Wednesday, November 30, 2011


The Paris Wife

Paula McLain

It must be difficult to be married to an artist. First, there is the screwed up, tortured mind to deal with – no artist worth his or her salt is normal, we all know. Then there is the bohemian lifestyle that seems to be de rigueur. And topping it all is the gargantuan ego warring with crushing self-doubt, both of which need such sensitive handling. Why would anyone subject oneself to a life of such complexity?

Hadley Richardson is a normal girl living her youth in early 20th century America. She is living with her sister and her husband after losing a father to suicide, another sister to an accident and a mother to illness. Hadley is waiting for her life to bloom, waiting for adventure, waiting for the dance to start. She visits some friends in big city Chicago one weekend and meets the man who will change her life – a twenty year old Ernest Hemingway, tall, handsome, brimming with ambition, charming beyond resistance. “..he seemed to do happiness all the way up and through. There wasn’t any fear in him that I could see, just intensity and aliveness.” Ernest and Hadley fall in love. She is nine years older than him, but she is beautiful and real and solid and human and so irrevocably in love with this beautiful, strapping boy, McLain ensures we fall in love with her too.

They marry and set off to Paris on a modest inheritance Hadley has. And then there is glorious Paris, twenties Paris, with Gertrude Stein and Ezra Pound and Scott Fitzgerald. It’s poverty-stricken but brilliant with the promise of brilliance emanating out of Ernest. Hadley plays the content wife, encouraging, supportive, the calm foil to a tempestuous Hemingway. There is the fishing and the bull fighting, there is skiing in the Alps and a short-lived Canadian experience. But Hadley’s contentment always has a shadow –“He was a light-footed lad on a Grecian urn chasing truth and beauty. Where did I fit in exactly?” And then, somewhere along the way, Hadley does the unthinkable. She loses all of Hemingway’s manuscripts on a train journey. All of them. Forcing a struggling artist to start over. He perhaps never truly forgives her. The loss of something there between them is compounded by the baby. Which Hadley so desperately wants and Hemingway is ambivalent about. The end begins to begin.

Paula McLain follows Ernest Hemingway’s life with Hadley pretty faithfully, like in a well-researched biography. There are enough sources. Hemingway’s memoirs of his life in Paris, letters between Hadley and Ernest, other biographies of the brilliant personages of the age. But McClain writes this as a work of fiction, from the point of view of Hadley herself, in first person. It imbues the work with a sensitivity and feeling that touches me quite inexplicably.

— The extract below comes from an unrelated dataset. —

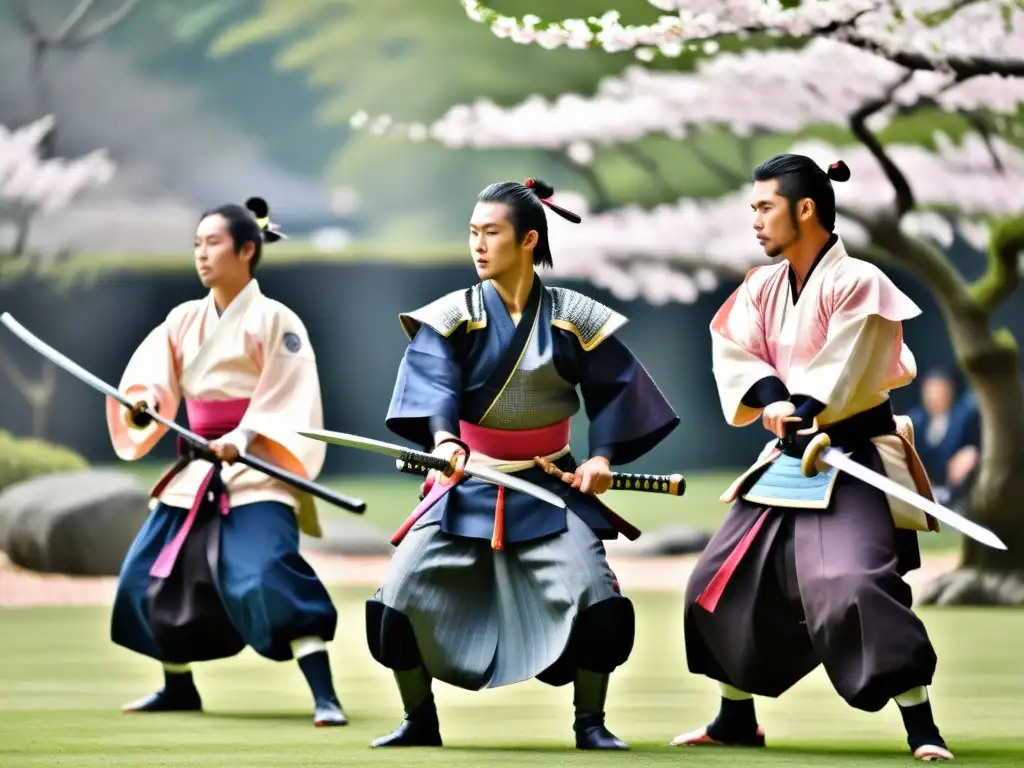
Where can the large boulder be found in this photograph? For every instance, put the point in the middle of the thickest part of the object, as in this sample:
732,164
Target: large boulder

Hadley is the outsider in a creatively brilliant milieu. She is forced to be the appendage to sparkling genius, but we know she is worth more than that in purely human terms. And because she is more, she needs to move out. She cannot be the groupie in a world where “As long as you were making something good or interesting or sensational, you could have as many lovers as you wanted and ruin them all. What was really unacceptable were bourgeois values, wanting something small and staid and predictable, like one true love, or a child. Family life clearly could not last in bohemian Paris. Hemingway finds love again in another woman, Pauline. And in the fine tradition of Pound, tries to get Hadley to stay in the marriage in a free-love-type open marriage. But Hadley as we know is no groupie, no clinging vine. She tries hard, but opts out in the end.

What McLain manages to do so beautifully is make us feel deeply for Hadley yet never at any point make us feel revulsion for the genius artist. Hemingway is the way he is but the excuse is always the brilliance of the work and his passion for it. There is a scene Hadley describes where Scott Fitzgerald and Hemingway are hard at work, re-working some scenes in Hemingway’s novel. “Behind me, the men had bowed their heads again and were back at work, talking it through meticulously because it was heart surgery and they were the surgeons, and it was as important as anything they’d ever done. Scott could be a terrible, painful drunk. Ernest could shove cruelly against everyone who’d ever helped him up and loved him well – but none of that mattered when the patient was at hand. In the end, for both of them, there was really only the body on the table and the work, the work, the work.

So Hadley is the Paris wife, the early one, the one who had Ernest before he became famous, before his three other wives, a footnote in a mammoth giant life. But she knew and Hemingway knew and the people who knew them knew she was the real thing. She had the best of him, at a time when “Life was painfully pure and simple and good, and I believe Ernest was his best self then. I got the very best of him. We got the best of each other.

Hemingway finally shoots himself, the way his father killed himself, the way his brother did, the way Hadley’s father did. Hadley goes on to have a long happy second marriage. There is some justice in the world, we’d like to think. The truth, McLain would have us believe is more complex.

It is a tale simply told. But told well. I liked it.

1 comment:

VIEWS AND REVIEWS said...

Hey Have you read the Tale of the Rose? The memoirs of Consuelo De Saint-Exupery ( wife of Antoine De Saint-Exupery and the Rose from the Little Prince)...similar theme to Paris Wife and a lot of the action in Paris too!